Road construction may get a big boost in coming months. President-elect Barack Obama said in December 2008 that he wants to use public works projects (including road and bridge repairs and construction) to help revive the US economy.
That was great news for the multitude of companies serving the highway and road construction sector. Asphalt Operating Services LLC (AOS) in Bartlett, Illinois, is one of the companies that would benefit. AOS owns and operates a 25-million-gallon asphalt storage terminal that serves a four-state area.
“There is no question that we would benefit from a federal infrastructure funding increase,” says Joe Shotwell, AOS facility manager. “Most of the product we handle goes to state and county construction projects. We ship only a small amount of asphalt to manufacturers of products such as seal coatings and roofing materials.
“We're optimistic about the future. Asphalt remains an important product for the construction industry. This country will continue to build asphalt roads. Asphalt also is a great material for road repair.”
Opened in 2005, the AOS terminal in Bartlett is a premier facility with an award-winning operation. Currently, the terminal provides dedicated asphalt service to BP Products North America Inc. Asphalt — in two grades — is shipped to the terminal by rail and tank truck from the BP refinery in Whiting, Indiana, and is blended into multiple grades of finished product.

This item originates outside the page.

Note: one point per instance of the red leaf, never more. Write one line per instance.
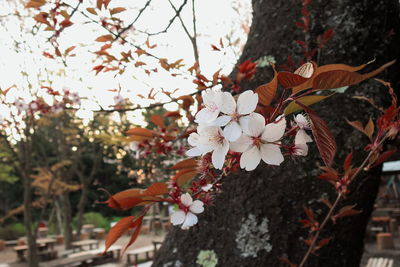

“Strategically, this terminal is in an ideal location for BP,” Shotwell says. “It is very accessible to the Whiting refinery, and it gave BP an opportunity to expand its market area and become more competitive. BP currently is certified to supply highway projects in Illinois, Indiana, Iowa, and Wisconsin from the AOS terminal.
“The terminal was designed and constructed in less than a year by ECF Inc of St Louis, Missouri, under the direction of Al Meitl, PE, ECF president and a managing member of AOS. We feel that we have built a facility that makes it possible to give our customer efficient, cost-effective service. We outfitted the terminal with some of the best operating technologies in the industry, and we employ a well-trained team of workers to run and maintain the facility. We've built what we believe is one of the safest terminal operations in the industry.”
BP officials seem to agree. They selected Asphalt Operating Services' terminal as the location for BP's Truck Safe and Rail Safe training videos. “BP also uses our tank integrity inspection as the benchmark for the procedures required at other asphalt storage facilities in their system,” Shotwell says.
AOS demonstrated its commitment to safety in 2008 by winning the second International Liquid Terminals Association (ILTA) Platinum Safety Award in the small terminal category. AOS was selected based on a superior safety record without a single recordable or lost-time incident since operations commenced in 2005.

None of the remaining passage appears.